结账的时候滴的一声,余额跳了一百一十三块六。

何一盛把袋子递过去。

竹有余接过来,低头看了看里面那瓶被强行塞进来的草莓酸奶。

“……吃完我胃可以不要了。”

“尝一下嘛。”何一盛撕开那根“有点辣”的香肠,咬了一口,嘶嘶吸着气,“好喝的,信我。”

竹有余没说话。

两个人没往教学楼走,在路边随便找了级台阶坐下。

这是教学楼后面的一条小路,两边种着银杏,叶子正值翠绿,微微卷着边。傍晚的天光从叶缝里漏下来,在地上筛出细碎的光斑。

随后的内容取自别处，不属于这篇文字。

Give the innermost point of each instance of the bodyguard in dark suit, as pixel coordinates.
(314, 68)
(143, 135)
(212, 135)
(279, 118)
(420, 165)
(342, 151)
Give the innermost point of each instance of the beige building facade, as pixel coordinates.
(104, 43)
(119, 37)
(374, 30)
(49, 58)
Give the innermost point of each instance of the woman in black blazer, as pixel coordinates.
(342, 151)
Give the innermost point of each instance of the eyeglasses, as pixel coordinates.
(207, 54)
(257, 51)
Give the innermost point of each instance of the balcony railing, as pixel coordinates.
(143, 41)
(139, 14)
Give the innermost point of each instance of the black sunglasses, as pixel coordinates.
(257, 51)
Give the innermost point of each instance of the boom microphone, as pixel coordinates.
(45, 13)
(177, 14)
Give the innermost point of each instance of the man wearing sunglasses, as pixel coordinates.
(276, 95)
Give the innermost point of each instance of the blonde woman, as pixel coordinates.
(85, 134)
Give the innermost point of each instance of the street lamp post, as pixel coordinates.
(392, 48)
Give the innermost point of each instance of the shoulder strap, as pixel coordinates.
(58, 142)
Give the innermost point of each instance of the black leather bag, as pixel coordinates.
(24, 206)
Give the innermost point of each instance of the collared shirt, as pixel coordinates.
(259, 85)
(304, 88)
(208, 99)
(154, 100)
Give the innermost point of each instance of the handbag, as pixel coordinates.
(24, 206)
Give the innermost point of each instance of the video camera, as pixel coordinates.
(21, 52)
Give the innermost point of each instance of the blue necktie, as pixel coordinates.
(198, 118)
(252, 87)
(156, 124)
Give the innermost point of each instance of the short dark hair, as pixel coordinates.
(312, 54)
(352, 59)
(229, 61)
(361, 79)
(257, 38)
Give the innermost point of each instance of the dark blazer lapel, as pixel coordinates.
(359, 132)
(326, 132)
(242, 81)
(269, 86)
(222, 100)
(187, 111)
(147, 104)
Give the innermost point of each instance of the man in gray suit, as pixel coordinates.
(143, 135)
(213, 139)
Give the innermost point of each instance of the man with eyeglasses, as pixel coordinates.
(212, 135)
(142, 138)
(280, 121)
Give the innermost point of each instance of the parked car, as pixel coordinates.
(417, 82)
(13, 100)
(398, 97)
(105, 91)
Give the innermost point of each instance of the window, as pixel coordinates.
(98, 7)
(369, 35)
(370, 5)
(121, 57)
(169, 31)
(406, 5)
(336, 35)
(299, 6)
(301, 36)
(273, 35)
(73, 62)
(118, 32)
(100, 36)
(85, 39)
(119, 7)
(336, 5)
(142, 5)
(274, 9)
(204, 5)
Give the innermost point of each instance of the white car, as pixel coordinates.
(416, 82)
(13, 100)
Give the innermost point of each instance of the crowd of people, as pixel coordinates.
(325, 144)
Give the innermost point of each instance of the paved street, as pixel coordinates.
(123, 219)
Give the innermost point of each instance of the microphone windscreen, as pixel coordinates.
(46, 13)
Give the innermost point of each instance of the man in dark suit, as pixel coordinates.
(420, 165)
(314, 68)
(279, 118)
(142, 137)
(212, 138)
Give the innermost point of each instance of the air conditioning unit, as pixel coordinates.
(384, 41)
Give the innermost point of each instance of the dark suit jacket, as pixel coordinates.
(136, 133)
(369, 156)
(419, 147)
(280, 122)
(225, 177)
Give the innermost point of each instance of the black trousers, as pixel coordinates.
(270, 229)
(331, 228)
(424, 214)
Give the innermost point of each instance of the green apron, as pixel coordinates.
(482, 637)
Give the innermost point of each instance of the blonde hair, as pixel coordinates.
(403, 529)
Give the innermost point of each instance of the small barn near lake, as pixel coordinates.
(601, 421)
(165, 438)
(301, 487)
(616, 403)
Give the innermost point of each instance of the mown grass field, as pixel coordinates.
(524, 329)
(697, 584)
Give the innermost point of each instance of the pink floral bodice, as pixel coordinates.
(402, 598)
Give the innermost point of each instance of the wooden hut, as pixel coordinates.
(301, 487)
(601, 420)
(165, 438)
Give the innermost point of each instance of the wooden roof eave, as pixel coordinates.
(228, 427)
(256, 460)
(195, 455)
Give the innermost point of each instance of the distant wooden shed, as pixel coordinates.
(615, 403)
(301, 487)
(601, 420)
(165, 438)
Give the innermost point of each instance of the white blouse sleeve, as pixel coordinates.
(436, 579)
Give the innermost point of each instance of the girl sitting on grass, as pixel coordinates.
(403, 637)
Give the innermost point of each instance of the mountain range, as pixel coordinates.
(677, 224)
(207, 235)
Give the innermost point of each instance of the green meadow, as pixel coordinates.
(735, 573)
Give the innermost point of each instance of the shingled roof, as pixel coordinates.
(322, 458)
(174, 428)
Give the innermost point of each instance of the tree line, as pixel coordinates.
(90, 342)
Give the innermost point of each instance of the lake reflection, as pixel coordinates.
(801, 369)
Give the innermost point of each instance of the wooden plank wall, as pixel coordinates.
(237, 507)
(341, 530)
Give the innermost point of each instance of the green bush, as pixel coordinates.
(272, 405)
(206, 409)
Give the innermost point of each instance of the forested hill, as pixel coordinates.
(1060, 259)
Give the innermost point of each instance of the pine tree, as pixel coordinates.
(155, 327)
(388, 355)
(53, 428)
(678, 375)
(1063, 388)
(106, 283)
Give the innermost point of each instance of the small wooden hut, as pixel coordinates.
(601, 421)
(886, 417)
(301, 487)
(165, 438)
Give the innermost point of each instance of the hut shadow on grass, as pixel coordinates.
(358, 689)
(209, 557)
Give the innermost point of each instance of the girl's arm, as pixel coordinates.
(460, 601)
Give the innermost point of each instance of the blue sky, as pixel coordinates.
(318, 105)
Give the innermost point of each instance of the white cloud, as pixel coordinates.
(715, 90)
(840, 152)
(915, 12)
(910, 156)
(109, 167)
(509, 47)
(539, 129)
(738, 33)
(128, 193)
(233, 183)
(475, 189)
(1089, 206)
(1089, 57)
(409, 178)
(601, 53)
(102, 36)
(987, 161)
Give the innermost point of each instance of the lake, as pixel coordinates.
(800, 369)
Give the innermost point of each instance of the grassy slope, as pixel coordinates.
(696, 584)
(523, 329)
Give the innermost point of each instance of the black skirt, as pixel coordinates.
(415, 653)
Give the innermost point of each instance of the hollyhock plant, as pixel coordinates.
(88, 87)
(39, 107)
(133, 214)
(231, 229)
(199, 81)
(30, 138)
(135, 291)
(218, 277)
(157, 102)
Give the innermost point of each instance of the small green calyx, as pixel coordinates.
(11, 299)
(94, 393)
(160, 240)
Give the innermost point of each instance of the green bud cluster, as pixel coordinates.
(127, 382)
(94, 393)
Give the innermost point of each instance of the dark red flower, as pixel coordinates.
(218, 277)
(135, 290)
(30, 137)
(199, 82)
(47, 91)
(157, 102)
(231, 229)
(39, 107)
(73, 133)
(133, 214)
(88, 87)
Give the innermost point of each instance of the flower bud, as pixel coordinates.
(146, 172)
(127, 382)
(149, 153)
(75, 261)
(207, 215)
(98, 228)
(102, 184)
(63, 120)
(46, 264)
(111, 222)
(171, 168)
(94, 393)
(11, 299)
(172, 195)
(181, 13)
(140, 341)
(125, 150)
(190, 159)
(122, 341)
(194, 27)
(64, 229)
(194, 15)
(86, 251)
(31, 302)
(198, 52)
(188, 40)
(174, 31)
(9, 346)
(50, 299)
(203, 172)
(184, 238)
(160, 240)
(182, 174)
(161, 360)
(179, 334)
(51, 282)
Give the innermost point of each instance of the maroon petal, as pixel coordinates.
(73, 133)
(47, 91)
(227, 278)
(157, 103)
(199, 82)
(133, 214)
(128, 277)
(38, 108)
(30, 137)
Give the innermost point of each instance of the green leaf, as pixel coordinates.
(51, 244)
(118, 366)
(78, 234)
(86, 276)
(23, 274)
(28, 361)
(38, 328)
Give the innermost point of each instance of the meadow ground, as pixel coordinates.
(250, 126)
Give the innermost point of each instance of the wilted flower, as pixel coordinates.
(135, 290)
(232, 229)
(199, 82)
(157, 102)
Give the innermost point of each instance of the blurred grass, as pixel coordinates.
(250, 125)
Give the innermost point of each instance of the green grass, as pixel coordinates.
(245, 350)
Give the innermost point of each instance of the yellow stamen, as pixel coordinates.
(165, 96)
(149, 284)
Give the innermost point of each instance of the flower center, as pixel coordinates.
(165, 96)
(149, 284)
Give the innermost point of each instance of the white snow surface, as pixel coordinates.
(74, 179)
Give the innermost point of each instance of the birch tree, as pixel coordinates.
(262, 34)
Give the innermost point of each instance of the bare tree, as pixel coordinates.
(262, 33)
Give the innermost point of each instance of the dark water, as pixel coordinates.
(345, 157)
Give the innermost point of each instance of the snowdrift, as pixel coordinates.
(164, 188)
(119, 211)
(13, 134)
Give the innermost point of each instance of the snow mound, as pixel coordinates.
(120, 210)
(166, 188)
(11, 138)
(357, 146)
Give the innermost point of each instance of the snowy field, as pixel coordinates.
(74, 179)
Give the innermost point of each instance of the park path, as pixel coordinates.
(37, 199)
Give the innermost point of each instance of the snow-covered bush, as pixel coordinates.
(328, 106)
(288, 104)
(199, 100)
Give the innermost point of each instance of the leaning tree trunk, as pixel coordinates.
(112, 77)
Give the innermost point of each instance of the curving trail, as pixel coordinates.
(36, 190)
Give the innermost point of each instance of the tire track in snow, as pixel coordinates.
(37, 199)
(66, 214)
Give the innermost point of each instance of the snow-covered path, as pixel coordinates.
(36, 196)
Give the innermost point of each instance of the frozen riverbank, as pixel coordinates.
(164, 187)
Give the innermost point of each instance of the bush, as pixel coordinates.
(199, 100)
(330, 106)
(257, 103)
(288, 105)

远处食堂的方向人头攒动,喧哗声隔了大半个校园传过来,闷闷的。

何一盛吃得很快。

香肠三两口就没了,他又去掏红豆包,一边撕包装一边问。

“对了,你住哪个寝室?”

竹有余把酸奶撕开了。

“听涛居四号楼,605。”

“605?”何一盛嚼面包的动作停了,“那我在你隔壁啊。”

竹有余抬眼看他。

“你606的?”

“不是啊。”何一盛把面包咽下去,“我607。”

“……这也能叫隔壁?”

“是这样的,我们寝室单数在左边,双数在右边。隔壁隔壁,就隔了个墙壁嘛。”

竹有余点了点头,把酸奶抿了一小口,眉头微微皱了一下。

有点甜,加上点酸。

何一盛没注意到他的表情,或者说注意到了也当没看见。

“你还饿吗?”何一盛把面包纸揉成一团,远远扔进垃圾桶,空心。“我买这么多是给晚自习备货,你饿就多拿点,回寝室还可以吃。这顿不用还的,就当我欢迎新生。”

竹有余没接话。

他把酸奶又抿了一口。

何一盛看了他一眼,把另外一瓶塞进他手里,自顾自往下说。

“你之前哪个学校的?”

竹有余报了个地名。

何一盛挑挑眉。

“那挺远的。”

“嗯。”

“你是坐火车来的吗?”

“高铁。”

“那要很久吧?”

“三个半小时。”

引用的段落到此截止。